Though ordinary tourism remains banned, Americans can now visit Cuba, without applying for a license from the government, for the following reasons: visits to close relatives, academic programs, professional research, journalistic or religious pursuits, and participation in public performances or athletic competitions, according to the New York Times.
One popular option for tourists is people-to-people trips, as many of these organized educational programs fall into the categories of permitted travel.
Visitors will now also be permitted to bring family members with them when traveling to Cuba for these reasons.

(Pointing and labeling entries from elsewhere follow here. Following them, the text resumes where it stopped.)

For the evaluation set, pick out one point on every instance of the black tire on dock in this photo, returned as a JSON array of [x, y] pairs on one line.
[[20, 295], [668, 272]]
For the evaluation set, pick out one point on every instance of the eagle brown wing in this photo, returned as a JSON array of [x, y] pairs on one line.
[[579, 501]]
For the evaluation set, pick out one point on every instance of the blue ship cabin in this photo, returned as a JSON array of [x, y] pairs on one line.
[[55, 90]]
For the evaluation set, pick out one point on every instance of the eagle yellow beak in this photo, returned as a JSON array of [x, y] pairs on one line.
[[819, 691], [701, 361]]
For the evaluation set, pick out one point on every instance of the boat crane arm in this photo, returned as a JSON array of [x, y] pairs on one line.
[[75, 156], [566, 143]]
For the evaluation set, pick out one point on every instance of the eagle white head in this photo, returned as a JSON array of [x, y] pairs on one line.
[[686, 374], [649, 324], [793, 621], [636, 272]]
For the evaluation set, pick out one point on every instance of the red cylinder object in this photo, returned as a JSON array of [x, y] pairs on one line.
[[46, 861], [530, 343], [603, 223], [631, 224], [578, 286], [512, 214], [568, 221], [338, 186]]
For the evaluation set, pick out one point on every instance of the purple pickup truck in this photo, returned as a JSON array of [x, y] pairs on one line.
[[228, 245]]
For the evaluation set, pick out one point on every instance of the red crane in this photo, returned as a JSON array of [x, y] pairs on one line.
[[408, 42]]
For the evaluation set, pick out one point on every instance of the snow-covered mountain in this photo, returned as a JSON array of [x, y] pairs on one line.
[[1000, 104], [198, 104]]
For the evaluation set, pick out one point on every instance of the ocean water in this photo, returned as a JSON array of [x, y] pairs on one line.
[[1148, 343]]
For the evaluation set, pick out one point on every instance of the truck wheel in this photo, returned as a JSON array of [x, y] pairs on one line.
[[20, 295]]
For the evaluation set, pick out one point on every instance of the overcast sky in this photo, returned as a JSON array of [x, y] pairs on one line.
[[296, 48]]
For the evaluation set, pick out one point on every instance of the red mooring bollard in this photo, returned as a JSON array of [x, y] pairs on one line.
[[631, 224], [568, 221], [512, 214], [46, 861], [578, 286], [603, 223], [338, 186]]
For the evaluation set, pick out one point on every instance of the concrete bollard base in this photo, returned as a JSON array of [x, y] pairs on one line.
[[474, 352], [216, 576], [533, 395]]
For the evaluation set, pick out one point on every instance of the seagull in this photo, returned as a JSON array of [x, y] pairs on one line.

Though there are still no commercial flights between the U.S. and Cuba, charter flights are available from Miami, Tampa, Fort Lauderdale, New York, Los Angeles, and New Orleans.
According to the NYT, however, the Federal Aviation Administration is in the process of working with the Cuban aviation authorities to establish regularly scheduled commercial flights.
The new regulations dictate that cruise ship and passenger ferries can now operate without a license, provided the people on board are licensed to travel there.
The island still has a scarcity of high-end hotels, though it does offer the alternative of bed-and-breakfasts, which provide the opportunity for guests to experience a more immersive cultural stay, and over 2,000 available stay options on Airbnb.
American travelers to Cuba will now be able to open a bank account and pay for their expenses with an American credit card, though they may still be better off relying on their own cash supply, due to the lack of ample ATMs on the island.
Visitors who do not want to wait in line to use the phones of the Cuban state-owned telecommunications company, Etecsa, will be able to make voice calls and send text messages over Verizon Wireless, albeit at a rate of $2.99 a minute.
The new rules now also permit Americans to bring back up to $400 in souvenirs, including up to $100 worth of cigars.